Однако прежде всего мне хотелось бы представить вам моего друга. Когда я познакомился с Жозефом Рультабийлем, он только начинал как газетный репортер. Я был тогда молодым адвокатом и часто встречал его в коридорах прокуратуры, куда приходил испросить у следователя разрешение встретиться со своими подзащитными в тюрьме Мазас или Сен-Лазар. Рультабийль был симпатичный малый с круглой, как шар, головой, румяный, то веселый, как жаворонок, то серьезный, словно папа римский. Каким образом он, такой молодой – когда я увидал его впервые, ему не было и семнадцати, – ухитряется зарабатывать себе на хлеб журналистикой? Этим вопросом задавался всякий, кто не знал, как он дебютировал. А дело было так: когда на улице Оберкампф обнаружили расчлененный труп женщины, Рультабийль принес главному редактору «Эпок» – газеты, конкурировавшей в ту пору с «Матен», – левую ступню, отсутствовавшую в корзине, где были найдены зловещие останки. Эту ступню, которую полиция безуспешно искала целую неделю, он нашел в сточной канаве, куда никто даже не удосужился заглянуть. Для этого ему пришлось наняться в бригаду водопроводчиков, собранную муниципалитетом Парижа для ликвидации ущерба, который причинил городу необычайно сильный разлив Сены.
Когда главный редактор заполучил драгоценную ступню и понял, благодаря каким остроумным рассуждениям молодому человеку удалось ее отыскать, его охватили два чувства: восхищение проницательностью шестнадцатилетнего мальчишки и ликование по поводу того, что он может выставить на всеобщее обозрение «левую ступню с улицы Оберкампф». «Из этой ступни, – воскликнул он, – я сделаю передовицу!» Потом, отдав зловещий пакет редакционному врачу, он поинтересовался у Рультабийля, сколько тот хочет жалованья, если согласится стать репортером отдела происшествий. «Двести франков в месяц», – скромно ответил молодой человек, едва не задохнувшись от неожиданного предложения. «Получите двести пятьдесят, – возразил редактор, – но если объявите публично, что работаете у нас в редакции уже месяц.

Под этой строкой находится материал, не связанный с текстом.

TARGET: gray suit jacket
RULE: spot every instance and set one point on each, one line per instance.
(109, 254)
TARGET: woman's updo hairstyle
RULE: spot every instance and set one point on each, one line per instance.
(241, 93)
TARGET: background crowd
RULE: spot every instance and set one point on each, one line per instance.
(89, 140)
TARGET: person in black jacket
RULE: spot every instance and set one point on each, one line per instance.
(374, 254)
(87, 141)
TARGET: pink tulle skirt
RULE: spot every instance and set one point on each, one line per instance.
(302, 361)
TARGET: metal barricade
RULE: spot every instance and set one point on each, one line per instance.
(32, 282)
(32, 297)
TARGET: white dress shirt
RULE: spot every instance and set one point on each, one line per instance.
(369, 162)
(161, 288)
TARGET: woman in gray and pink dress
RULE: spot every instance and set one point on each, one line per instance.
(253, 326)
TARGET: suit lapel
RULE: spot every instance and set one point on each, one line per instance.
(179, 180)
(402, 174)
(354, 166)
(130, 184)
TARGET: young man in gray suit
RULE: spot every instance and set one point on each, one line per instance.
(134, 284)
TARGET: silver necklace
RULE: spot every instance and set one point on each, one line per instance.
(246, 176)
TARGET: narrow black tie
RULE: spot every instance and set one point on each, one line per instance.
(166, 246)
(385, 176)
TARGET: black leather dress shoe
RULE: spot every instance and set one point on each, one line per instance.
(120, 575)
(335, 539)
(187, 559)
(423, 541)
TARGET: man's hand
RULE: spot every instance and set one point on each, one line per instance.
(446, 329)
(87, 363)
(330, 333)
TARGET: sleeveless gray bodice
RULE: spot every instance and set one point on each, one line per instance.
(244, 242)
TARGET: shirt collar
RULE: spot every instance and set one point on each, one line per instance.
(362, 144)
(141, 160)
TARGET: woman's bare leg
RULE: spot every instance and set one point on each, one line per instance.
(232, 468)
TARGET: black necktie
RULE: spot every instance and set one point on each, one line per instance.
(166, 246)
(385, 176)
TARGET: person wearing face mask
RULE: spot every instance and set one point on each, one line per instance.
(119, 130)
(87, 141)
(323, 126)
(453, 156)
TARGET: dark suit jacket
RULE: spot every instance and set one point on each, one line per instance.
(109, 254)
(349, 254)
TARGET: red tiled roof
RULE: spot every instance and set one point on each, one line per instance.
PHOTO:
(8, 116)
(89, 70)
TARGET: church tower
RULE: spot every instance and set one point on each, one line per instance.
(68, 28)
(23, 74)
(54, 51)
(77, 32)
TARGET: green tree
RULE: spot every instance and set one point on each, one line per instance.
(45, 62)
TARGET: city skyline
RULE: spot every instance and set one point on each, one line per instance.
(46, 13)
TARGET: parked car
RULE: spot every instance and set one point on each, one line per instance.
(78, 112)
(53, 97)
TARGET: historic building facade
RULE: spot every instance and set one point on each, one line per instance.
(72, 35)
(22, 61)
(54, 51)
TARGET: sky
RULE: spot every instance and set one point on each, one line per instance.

Тогда всем станет ясно, что «левую ступню с улицы Оберкампф» нашли не вы, а газета «Эпок». У нас, мой юный друг, личность – ничто, газета – все!»
Вскоре новый сотрудник приобрел много друзей, так как отличался услужливостью и веселым нравом, чем очаровывал самых ворчливых и обезоруживал самых завистливых. В кафе, где собирались репортеры отделов происшествий, прежде чем подняться в прокуратуру или префектуру в поисках новых преступлений, у него начала создаваться репутация сметливого парня, для которого даже двери шефа уголовной полиции не преграда. Если главный редактор поручал Рультабийлю стоящее дело, репортеру не раз случалось утереть нос самым знаменитым инспекторам полиции.
В этом-то кафе у меня и завязалось с ним более тесное знакомство. Адвокаты по уголовным делам и журналисты не враждуют между собой: одним нужна реклама, другим – сведения. Мы разговорились, и я тут же почувствовал глубокую симпатию к этому славному парнишке. У него был чрезвычайно живой и оригинальный ум и весьма своеобразный способ мышления.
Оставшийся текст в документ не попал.